As I looked at what was happening around me, I was reminded each time I spoke about HIV/AIDS, a political statement was made to a community that lived in fear about HIV disease. I had questioned myself several times, why the ministry? Why not the ministry, it was all I knew and had been committed to for many years. Seeing how many ministers were uncompassionate, discriminating and judgmental, I decided that I was not going to become that type of minister.

Was I proactive in my ministry? Absolutely. I started serving on boards, planning councils and religious groups in the Kansas City area. I refused to give my power over to anyone that was trying to cause conflict, abuse, violate or contaminate me with their negative thoughts or actions. Many times, being bold and saying what was on my mind, I had come to the conclusion that I was here for a purpose and I was not going to live in fear nor was I going to let anyone belittle me.

I often ask, "what is sin?" My definition of sin is prejudice, discrimination, hate, and keeping people oppressed, prevented from living productive lives. These were struggles from the traditional church. However, I maintained a positive attitude about ministry as I reflected on liberation theology. Many infected and affected individuals around me were dying lonely lives physically and spiritually. I asked, "where was the church in all of the suffering?"

Was I openly criticized for taking a stand on issues that most people did not want to talk about? Absolutely, I was criticized but I knew that speaking up and out was going to help someone that was living with HIV/AIDS live a life of quality. As powerful minister, I was not going to let anyone define my destiny. Especially those that were supposed to be compassionate in the church.

I was told that I should give up the ministry, but my heart was willing to continue in the fight. When God called, I had to make a decision to go. My calling was not based on any human context but on a spiritual realm that superseded the hypocrisy that was trying to make me a victim. I rose above the occasion and became a victor. I knew there was no time for me to abstain from ministering to my sisters and brothers that are living in silence because they were being discriminated against.

Just think if I would have listened to all the negative influences, thoughts, and voices. I would not have had the strength to fight this battle to help people that needed care. Yes, it was hard but I had to be the voice of those that were marginalized, discriminated against, and openly ridiculed. I knew what it was like to be a parody but this lifestyle is a challenge.
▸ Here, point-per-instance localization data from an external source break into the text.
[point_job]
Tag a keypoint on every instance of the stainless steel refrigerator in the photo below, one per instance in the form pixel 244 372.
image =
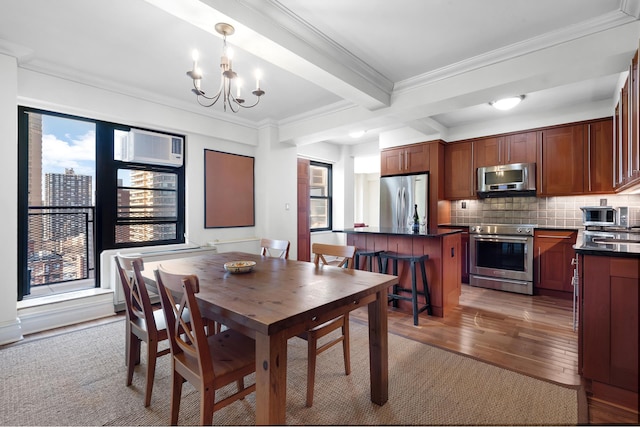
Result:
pixel 398 195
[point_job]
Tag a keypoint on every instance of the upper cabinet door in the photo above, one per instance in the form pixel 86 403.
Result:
pixel 459 171
pixel 599 157
pixel 520 148
pixel 403 160
pixel 561 154
pixel 504 150
pixel 487 152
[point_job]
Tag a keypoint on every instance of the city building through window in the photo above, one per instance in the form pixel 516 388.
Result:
pixel 77 199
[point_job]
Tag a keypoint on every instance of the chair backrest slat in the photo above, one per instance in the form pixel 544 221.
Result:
pixel 177 295
pixel 344 254
pixel 275 248
pixel 137 301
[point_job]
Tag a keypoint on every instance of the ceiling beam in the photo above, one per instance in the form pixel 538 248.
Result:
pixel 267 30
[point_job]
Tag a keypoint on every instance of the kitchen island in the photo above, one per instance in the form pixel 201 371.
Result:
pixel 443 267
pixel 609 274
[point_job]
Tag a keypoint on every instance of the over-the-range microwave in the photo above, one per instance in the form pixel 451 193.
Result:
pixel 504 180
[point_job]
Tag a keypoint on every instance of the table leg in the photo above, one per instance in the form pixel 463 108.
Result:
pixel 271 379
pixel 379 349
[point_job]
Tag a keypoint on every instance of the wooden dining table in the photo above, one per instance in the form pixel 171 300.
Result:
pixel 278 300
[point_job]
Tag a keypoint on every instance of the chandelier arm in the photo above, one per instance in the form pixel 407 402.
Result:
pixel 247 106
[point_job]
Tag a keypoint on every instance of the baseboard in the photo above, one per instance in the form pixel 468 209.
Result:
pixel 10 332
pixel 74 308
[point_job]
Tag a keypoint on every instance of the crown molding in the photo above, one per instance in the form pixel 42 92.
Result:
pixel 602 23
pixel 21 53
pixel 630 7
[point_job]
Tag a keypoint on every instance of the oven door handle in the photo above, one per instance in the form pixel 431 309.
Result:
pixel 501 238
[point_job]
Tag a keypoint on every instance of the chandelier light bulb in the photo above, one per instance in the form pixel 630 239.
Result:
pixel 239 86
pixel 258 75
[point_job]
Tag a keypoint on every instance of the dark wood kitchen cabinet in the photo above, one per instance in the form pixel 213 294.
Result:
pixel 459 182
pixel 561 154
pixel 412 158
pixel 599 160
pixel 553 252
pixel 576 159
pixel 504 150
pixel 608 332
pixel 626 159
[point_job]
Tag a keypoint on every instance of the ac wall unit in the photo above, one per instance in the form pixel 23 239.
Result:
pixel 151 148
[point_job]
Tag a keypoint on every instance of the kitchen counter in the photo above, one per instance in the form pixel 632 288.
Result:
pixel 438 232
pixel 616 244
pixel 443 266
pixel 537 227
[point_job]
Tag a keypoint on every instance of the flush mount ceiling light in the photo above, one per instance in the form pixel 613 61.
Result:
pixel 507 103
pixel 228 76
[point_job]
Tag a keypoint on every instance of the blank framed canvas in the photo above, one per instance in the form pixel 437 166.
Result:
pixel 228 190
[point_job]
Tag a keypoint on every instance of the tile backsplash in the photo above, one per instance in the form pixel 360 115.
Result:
pixel 542 211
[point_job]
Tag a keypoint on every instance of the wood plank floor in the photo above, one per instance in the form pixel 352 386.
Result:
pixel 532 335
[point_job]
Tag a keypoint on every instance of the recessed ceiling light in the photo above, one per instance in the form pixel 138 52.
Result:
pixel 507 103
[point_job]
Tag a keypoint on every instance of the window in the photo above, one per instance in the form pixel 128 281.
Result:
pixel 320 193
pixel 76 200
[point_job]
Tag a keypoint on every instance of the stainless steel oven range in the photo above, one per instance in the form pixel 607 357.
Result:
pixel 501 257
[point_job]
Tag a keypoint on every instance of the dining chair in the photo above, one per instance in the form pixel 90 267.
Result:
pixel 341 256
pixel 275 248
pixel 208 363
pixel 144 323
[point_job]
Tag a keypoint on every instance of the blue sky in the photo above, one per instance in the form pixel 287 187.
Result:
pixel 68 143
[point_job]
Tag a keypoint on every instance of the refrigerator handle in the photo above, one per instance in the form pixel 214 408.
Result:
pixel 397 208
pixel 403 217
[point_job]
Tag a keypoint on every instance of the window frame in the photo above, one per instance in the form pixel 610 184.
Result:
pixel 105 188
pixel 328 197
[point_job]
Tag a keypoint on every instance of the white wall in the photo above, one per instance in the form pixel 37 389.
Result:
pixel 9 324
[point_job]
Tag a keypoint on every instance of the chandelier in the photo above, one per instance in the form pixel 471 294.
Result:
pixel 228 76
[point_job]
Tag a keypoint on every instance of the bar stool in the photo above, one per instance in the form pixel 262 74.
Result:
pixel 370 256
pixel 397 289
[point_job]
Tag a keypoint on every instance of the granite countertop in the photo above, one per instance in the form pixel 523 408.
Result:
pixel 437 232
pixel 537 227
pixel 586 245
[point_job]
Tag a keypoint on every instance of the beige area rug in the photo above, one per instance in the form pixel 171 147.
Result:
pixel 78 378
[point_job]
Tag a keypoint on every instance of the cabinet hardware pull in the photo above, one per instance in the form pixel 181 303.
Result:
pixel 589 154
pixel 539 263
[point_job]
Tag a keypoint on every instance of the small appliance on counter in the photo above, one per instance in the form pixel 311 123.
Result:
pixel 609 228
pixel 608 217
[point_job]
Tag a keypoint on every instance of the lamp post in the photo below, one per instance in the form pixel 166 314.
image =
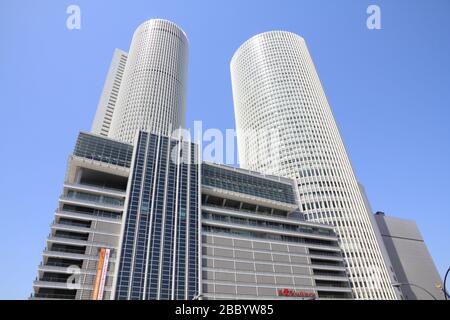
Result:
pixel 445 281
pixel 413 285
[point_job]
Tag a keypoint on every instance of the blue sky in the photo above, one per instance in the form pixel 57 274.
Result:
pixel 389 90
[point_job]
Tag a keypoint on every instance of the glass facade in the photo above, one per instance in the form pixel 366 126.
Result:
pixel 237 181
pixel 160 246
pixel 102 149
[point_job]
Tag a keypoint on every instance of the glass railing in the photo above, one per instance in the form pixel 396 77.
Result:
pixel 72 223
pixel 53 296
pixel 94 198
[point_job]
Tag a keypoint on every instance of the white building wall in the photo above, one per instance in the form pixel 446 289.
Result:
pixel 286 127
pixel 108 99
pixel 152 96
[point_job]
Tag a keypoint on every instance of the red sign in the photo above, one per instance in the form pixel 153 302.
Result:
pixel 295 293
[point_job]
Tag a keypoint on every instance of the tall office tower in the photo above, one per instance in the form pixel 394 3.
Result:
pixel 277 94
pixel 108 99
pixel 160 240
pixel 416 274
pixel 152 96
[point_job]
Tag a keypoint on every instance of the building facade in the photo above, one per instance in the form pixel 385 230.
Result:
pixel 285 127
pixel 81 253
pixel 108 99
pixel 257 245
pixel 160 240
pixel 413 266
pixel 152 96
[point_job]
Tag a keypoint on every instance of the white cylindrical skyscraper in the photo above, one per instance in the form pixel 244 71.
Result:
pixel 152 96
pixel 277 93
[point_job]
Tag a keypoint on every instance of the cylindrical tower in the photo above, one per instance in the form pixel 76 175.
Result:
pixel 152 95
pixel 286 127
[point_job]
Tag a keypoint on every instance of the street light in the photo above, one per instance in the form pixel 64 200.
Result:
pixel 445 282
pixel 413 285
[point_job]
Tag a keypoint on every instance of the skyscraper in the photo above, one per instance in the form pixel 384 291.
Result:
pixel 276 89
pixel 152 95
pixel 108 99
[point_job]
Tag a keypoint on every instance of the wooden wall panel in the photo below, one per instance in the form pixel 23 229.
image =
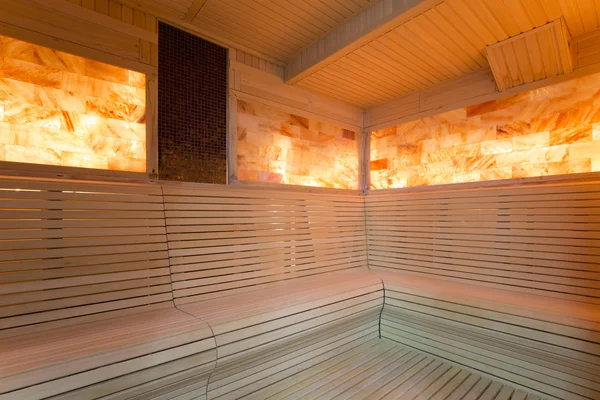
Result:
pixel 123 37
pixel 477 87
pixel 226 240
pixel 537 238
pixel 540 53
pixel 72 250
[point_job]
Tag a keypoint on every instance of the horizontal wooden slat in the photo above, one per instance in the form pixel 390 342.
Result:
pixel 223 241
pixel 87 228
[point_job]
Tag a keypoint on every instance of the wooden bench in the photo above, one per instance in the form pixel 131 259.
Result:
pixel 86 301
pixel 160 291
pixel 118 291
pixel 501 280
pixel 281 278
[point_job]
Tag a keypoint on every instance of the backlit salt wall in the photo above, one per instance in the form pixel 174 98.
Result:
pixel 278 147
pixel 59 109
pixel 547 131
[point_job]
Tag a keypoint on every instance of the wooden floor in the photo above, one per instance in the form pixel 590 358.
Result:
pixel 383 369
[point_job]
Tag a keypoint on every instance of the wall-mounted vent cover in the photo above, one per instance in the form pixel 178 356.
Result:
pixel 538 54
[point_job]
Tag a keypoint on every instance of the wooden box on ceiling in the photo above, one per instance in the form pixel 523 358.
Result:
pixel 538 54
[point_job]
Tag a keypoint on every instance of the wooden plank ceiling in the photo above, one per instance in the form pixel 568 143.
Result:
pixel 445 42
pixel 273 29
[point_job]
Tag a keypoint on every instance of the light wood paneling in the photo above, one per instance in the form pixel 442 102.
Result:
pixel 103 31
pixel 272 332
pixel 477 87
pixel 542 239
pixel 232 239
pixel 545 346
pixel 447 41
pixel 75 249
pixel 382 369
pixel 537 54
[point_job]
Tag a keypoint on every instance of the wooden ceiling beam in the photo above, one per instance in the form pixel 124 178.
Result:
pixel 373 22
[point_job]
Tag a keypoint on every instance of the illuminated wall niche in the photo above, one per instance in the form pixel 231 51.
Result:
pixel 277 147
pixel 548 131
pixel 60 109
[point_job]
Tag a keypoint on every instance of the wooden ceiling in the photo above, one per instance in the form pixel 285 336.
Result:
pixel 273 29
pixel 445 42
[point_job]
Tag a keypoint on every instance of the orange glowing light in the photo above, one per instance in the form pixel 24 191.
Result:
pixel 61 109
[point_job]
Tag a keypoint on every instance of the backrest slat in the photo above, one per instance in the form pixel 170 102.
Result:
pixel 79 251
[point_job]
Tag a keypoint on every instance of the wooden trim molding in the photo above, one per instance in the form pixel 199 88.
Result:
pixel 537 180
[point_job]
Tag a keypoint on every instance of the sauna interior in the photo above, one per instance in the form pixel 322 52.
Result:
pixel 307 199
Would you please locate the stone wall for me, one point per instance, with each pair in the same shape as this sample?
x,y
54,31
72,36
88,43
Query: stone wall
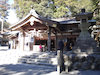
x,y
82,61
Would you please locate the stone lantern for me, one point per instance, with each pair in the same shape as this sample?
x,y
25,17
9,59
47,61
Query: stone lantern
x,y
84,42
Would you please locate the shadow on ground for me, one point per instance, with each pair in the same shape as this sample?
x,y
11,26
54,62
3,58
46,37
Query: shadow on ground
x,y
25,69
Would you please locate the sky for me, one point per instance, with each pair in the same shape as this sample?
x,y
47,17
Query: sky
x,y
12,18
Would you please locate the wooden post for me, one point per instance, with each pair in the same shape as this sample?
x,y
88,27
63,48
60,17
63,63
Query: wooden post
x,y
49,39
60,59
23,40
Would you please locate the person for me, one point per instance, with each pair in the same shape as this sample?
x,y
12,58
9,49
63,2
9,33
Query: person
x,y
61,45
40,47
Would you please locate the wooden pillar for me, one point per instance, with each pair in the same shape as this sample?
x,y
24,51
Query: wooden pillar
x,y
23,40
49,39
56,39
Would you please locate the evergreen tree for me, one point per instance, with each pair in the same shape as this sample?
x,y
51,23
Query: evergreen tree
x,y
53,8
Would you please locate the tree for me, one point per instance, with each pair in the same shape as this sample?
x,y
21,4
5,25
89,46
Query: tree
x,y
4,6
43,7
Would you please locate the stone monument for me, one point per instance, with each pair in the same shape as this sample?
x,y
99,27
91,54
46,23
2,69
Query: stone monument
x,y
84,42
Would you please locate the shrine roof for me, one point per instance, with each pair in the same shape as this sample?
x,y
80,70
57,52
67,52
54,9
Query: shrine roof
x,y
35,17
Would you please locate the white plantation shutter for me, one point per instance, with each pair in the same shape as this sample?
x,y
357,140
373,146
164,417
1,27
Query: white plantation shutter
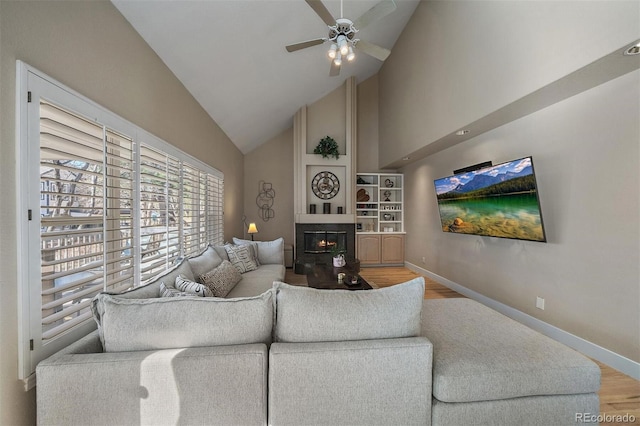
x,y
215,203
109,206
191,209
160,214
83,244
119,178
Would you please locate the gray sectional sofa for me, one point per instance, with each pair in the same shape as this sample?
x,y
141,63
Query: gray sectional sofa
x,y
300,356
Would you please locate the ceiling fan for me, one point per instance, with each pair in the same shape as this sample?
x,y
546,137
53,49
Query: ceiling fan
x,y
342,34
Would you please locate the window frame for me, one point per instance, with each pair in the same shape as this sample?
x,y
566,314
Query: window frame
x,y
31,86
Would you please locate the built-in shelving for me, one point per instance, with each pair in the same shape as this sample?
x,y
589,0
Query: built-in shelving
x,y
379,202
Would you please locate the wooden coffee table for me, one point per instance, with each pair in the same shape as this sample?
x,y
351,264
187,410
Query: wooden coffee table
x,y
324,276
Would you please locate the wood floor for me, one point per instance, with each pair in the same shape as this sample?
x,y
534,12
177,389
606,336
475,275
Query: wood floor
x,y
619,394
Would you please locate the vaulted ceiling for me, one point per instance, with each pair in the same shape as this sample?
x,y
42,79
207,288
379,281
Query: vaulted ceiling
x,y
230,55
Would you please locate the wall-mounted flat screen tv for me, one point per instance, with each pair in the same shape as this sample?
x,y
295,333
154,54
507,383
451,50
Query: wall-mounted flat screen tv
x,y
498,201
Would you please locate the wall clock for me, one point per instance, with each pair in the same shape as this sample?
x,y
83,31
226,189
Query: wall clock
x,y
325,185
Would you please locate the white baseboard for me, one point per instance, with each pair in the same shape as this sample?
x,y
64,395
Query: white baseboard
x,y
590,349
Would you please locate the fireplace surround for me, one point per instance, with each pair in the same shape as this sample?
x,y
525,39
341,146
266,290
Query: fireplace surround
x,y
314,242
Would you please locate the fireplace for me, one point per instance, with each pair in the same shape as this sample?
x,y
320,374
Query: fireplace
x,y
314,241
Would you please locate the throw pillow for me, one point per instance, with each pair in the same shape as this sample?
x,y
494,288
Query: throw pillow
x,y
204,262
197,289
240,257
168,291
221,279
269,252
311,315
184,322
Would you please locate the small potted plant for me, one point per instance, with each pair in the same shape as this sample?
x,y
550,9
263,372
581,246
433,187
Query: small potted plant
x,y
327,147
338,256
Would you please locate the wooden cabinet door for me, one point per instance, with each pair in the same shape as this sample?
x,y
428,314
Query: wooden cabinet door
x,y
392,249
368,248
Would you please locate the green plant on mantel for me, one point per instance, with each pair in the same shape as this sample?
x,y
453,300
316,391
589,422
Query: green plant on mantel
x,y
336,250
327,147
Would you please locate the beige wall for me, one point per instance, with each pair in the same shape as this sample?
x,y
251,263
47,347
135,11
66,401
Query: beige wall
x,y
368,125
458,61
91,48
586,156
585,151
273,163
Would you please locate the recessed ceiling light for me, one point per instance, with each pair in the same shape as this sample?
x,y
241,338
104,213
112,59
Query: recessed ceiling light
x,y
633,50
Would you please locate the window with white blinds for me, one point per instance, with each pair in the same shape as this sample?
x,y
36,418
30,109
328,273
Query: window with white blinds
x,y
107,212
86,175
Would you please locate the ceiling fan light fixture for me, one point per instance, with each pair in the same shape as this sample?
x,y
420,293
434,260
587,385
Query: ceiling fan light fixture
x,y
338,60
333,50
351,55
343,45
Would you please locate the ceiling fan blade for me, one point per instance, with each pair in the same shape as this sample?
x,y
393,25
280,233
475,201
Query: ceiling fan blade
x,y
374,50
378,11
322,11
304,44
334,70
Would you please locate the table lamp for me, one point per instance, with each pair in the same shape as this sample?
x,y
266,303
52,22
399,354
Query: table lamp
x,y
252,230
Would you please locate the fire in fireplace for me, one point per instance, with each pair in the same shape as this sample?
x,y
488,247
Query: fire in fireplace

Why was I called to the ministry? The ministry was not a glamorous vocation, but the ministry was a generous and compassionate responsibility that I had to make toward humankind. In reality, I had found my purpose and that mission was to bring hope to those that were not able to be heard.

As a minister, I will not bend or break because advocacy is my passion. I will continue to educate ministers about HIV/AIDS because fear creates negativity. Telling ministers that those who are living with HIV/AIDS should not be judged but loved unconditionally.

If I can change one mind, one thought and one voice at a time, the universe will yield and healing would take place. That is what ministry is about.

In conclusion, it is time for all ministers to give voice to a silent and suffering community. When all of us are at the table whether we are straight, gay, lesbian or transgender, we make a political statement. I believe that this is the highest form of spiritual communication to humanity unconditionally.